By now, my apartment looked as if it were occupied by a retired librarian. As Mom cooked the eggs, she could efficiently lay her hand on the oregano right next to the pepper, and I’d found my bathrobe hanging from the hook on the bathroom door with the belt coiled in one pocket as neatly as a snake.

When I hadn’t answered her question, Mom said that I looked tired. “And no wonder, the way you eat! You don’t have the fixings for one complete meal in that refrigerator. I can’t even tell you went shopping today! What was the point? Not one piece of meat.” Mom studied me closely. “You haven’t gone vegetarian, have you? Those people are always anemic.”

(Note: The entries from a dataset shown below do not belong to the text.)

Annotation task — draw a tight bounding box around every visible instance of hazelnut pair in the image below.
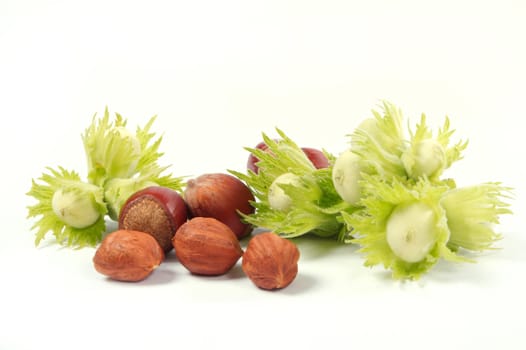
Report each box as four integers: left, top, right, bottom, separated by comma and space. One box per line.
173, 217, 300, 290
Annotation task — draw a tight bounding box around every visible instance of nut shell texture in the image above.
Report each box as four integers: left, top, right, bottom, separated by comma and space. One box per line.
184, 173, 254, 238
173, 217, 243, 276
242, 232, 300, 290
119, 186, 187, 253
93, 230, 164, 282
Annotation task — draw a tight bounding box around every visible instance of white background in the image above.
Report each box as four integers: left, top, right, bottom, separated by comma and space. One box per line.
0, 0, 526, 350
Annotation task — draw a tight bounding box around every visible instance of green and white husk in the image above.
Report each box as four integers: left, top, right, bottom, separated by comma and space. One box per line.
27, 108, 184, 247
341, 102, 511, 279
230, 129, 354, 238
27, 167, 107, 247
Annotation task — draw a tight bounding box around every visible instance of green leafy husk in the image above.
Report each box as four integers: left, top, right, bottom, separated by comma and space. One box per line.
230, 129, 353, 238
27, 167, 107, 248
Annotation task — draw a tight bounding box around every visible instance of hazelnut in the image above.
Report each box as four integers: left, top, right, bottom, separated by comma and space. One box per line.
173, 217, 243, 276
241, 232, 300, 290
184, 173, 255, 238
93, 230, 164, 282
119, 186, 187, 253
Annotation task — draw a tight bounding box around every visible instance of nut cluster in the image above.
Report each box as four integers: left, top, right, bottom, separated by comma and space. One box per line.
93, 174, 299, 290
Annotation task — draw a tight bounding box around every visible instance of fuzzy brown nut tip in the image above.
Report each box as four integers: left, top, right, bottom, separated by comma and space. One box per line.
241, 232, 300, 290
93, 230, 164, 282
119, 186, 187, 253
173, 217, 243, 276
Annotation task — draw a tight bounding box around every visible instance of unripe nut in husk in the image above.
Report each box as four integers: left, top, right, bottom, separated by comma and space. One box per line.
119, 186, 188, 253
184, 173, 255, 239
241, 232, 300, 290
173, 217, 243, 276
93, 230, 164, 282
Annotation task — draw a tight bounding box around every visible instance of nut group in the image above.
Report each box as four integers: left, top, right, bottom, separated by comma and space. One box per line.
93, 179, 300, 290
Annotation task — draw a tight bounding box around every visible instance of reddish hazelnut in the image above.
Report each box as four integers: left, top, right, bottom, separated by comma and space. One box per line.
184, 173, 254, 238
173, 217, 243, 276
93, 230, 164, 282
119, 186, 188, 253
241, 232, 300, 290
301, 147, 329, 169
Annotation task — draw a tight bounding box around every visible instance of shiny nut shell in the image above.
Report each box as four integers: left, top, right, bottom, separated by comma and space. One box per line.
93, 230, 164, 282
241, 232, 300, 290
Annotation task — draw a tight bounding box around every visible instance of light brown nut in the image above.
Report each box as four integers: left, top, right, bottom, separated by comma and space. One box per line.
172, 217, 243, 276
93, 230, 164, 282
241, 232, 300, 290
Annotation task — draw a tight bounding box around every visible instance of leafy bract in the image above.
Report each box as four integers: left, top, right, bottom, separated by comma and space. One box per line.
230, 129, 352, 241
28, 108, 184, 246
27, 167, 107, 247
342, 175, 466, 279
441, 182, 512, 251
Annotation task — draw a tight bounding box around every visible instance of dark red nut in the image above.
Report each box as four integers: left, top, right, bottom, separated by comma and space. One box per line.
241, 232, 300, 290
119, 186, 188, 253
247, 142, 329, 174
184, 173, 254, 238
173, 217, 243, 276
93, 230, 164, 282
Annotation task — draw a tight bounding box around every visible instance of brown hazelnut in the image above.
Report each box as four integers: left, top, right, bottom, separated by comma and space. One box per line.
173, 217, 243, 276
241, 232, 300, 290
184, 173, 255, 238
119, 186, 187, 253
93, 230, 164, 282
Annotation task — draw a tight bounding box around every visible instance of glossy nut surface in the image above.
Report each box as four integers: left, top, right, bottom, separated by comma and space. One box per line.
93, 230, 164, 282
242, 232, 300, 290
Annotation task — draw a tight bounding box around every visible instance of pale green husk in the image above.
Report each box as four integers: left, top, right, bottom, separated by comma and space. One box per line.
230, 129, 353, 238
27, 108, 184, 247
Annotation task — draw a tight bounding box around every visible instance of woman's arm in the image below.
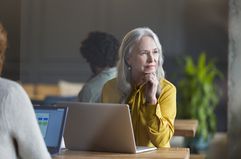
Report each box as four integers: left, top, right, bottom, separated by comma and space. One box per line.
141, 81, 176, 147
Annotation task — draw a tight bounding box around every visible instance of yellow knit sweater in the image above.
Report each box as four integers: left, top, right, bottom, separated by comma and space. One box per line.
102, 78, 176, 147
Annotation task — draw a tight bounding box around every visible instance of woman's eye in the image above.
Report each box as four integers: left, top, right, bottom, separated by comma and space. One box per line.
140, 51, 147, 55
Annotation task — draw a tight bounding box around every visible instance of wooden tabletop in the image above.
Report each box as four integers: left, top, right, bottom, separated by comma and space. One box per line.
53, 148, 190, 159
174, 119, 198, 137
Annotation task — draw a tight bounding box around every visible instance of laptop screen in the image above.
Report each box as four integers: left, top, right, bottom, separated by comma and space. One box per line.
34, 106, 67, 154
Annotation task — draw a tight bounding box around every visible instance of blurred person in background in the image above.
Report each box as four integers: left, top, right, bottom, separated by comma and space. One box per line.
0, 23, 51, 159
78, 31, 119, 103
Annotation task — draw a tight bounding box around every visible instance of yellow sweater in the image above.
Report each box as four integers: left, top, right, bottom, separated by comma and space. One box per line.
102, 78, 176, 147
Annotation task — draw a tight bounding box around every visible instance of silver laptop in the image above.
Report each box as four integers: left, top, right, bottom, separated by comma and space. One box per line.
34, 106, 68, 156
57, 102, 156, 153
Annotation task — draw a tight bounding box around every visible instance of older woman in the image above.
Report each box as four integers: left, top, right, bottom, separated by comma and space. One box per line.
0, 23, 50, 159
102, 28, 176, 147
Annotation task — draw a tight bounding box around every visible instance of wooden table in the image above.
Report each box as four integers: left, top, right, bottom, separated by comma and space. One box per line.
53, 148, 190, 159
174, 119, 198, 137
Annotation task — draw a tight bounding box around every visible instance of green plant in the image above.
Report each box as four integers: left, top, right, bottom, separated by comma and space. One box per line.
177, 52, 222, 140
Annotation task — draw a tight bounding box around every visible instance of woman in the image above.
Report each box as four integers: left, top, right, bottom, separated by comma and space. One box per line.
102, 28, 176, 147
0, 23, 50, 159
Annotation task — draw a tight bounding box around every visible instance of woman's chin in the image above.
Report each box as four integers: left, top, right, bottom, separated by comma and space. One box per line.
144, 70, 156, 73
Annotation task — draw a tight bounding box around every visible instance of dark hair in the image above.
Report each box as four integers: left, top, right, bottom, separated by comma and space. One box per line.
80, 31, 119, 68
0, 22, 7, 75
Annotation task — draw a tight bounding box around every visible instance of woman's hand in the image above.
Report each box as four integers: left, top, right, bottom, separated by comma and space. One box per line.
143, 73, 159, 104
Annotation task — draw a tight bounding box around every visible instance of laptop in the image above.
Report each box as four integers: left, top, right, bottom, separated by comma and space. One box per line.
57, 102, 156, 153
34, 106, 68, 156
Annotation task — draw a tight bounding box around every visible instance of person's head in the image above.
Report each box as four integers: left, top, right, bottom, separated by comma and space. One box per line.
80, 31, 119, 74
118, 27, 165, 99
0, 22, 7, 75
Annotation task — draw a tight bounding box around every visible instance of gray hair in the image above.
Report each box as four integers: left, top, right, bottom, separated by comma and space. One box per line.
117, 27, 165, 103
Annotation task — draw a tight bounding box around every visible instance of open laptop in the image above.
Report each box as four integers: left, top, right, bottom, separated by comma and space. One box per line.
34, 106, 68, 156
57, 102, 156, 153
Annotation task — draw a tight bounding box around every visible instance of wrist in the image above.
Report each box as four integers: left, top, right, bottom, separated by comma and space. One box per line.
146, 98, 157, 104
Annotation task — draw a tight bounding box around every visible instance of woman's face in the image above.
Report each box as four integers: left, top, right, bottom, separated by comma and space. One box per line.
127, 36, 160, 82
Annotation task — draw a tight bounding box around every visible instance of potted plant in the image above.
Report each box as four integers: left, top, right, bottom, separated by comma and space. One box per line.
177, 52, 222, 153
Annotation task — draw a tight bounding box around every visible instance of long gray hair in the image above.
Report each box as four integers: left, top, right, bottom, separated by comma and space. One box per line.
117, 27, 165, 103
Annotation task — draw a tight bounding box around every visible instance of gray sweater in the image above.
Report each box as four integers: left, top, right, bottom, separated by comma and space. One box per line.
0, 77, 50, 159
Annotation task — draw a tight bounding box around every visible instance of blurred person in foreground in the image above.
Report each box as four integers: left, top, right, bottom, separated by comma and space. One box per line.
78, 31, 119, 103
0, 23, 50, 159
102, 27, 176, 147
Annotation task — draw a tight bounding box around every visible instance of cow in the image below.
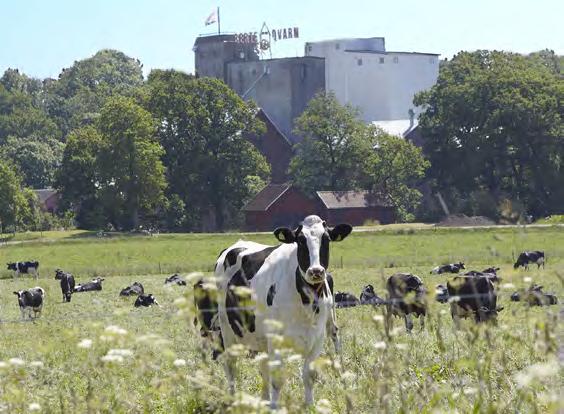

That was my mother’s idea of going native in California, I guessed: you moved West, turned vegetarian, and left all of your cares behind with those carnivorous Type A’s. I got up from the counter, lifted Paris out of the high chair, and staggered towards the bathroom.

My mother caught my elbow mid-stride and took the baby to bathe her for me. “You don’t look well,” she observed. “Bathing a baby is one thing I know how to do.”

Paris was surprisingly docile, even cheery in the tub. In the other room, I called David’s cell phone number three times. I even tried tracking him down at Aunt Mary’s, but the woman who answered the phone assured me that David’s group wasn’t scheduled to play this week.

Still, it wasn’t until I’d gotten Paris into her pajamas, read her a story, and rocked her to sleep that I felt completely free to break down. I had sobbed into the pillow until Mom produced an enormous bottle of cherry cough syrup out of her magic Mary Poppins flight bag, gave me a double dose, then made me tea with honey. The combination made my teeth hurt but finally put me to sleep.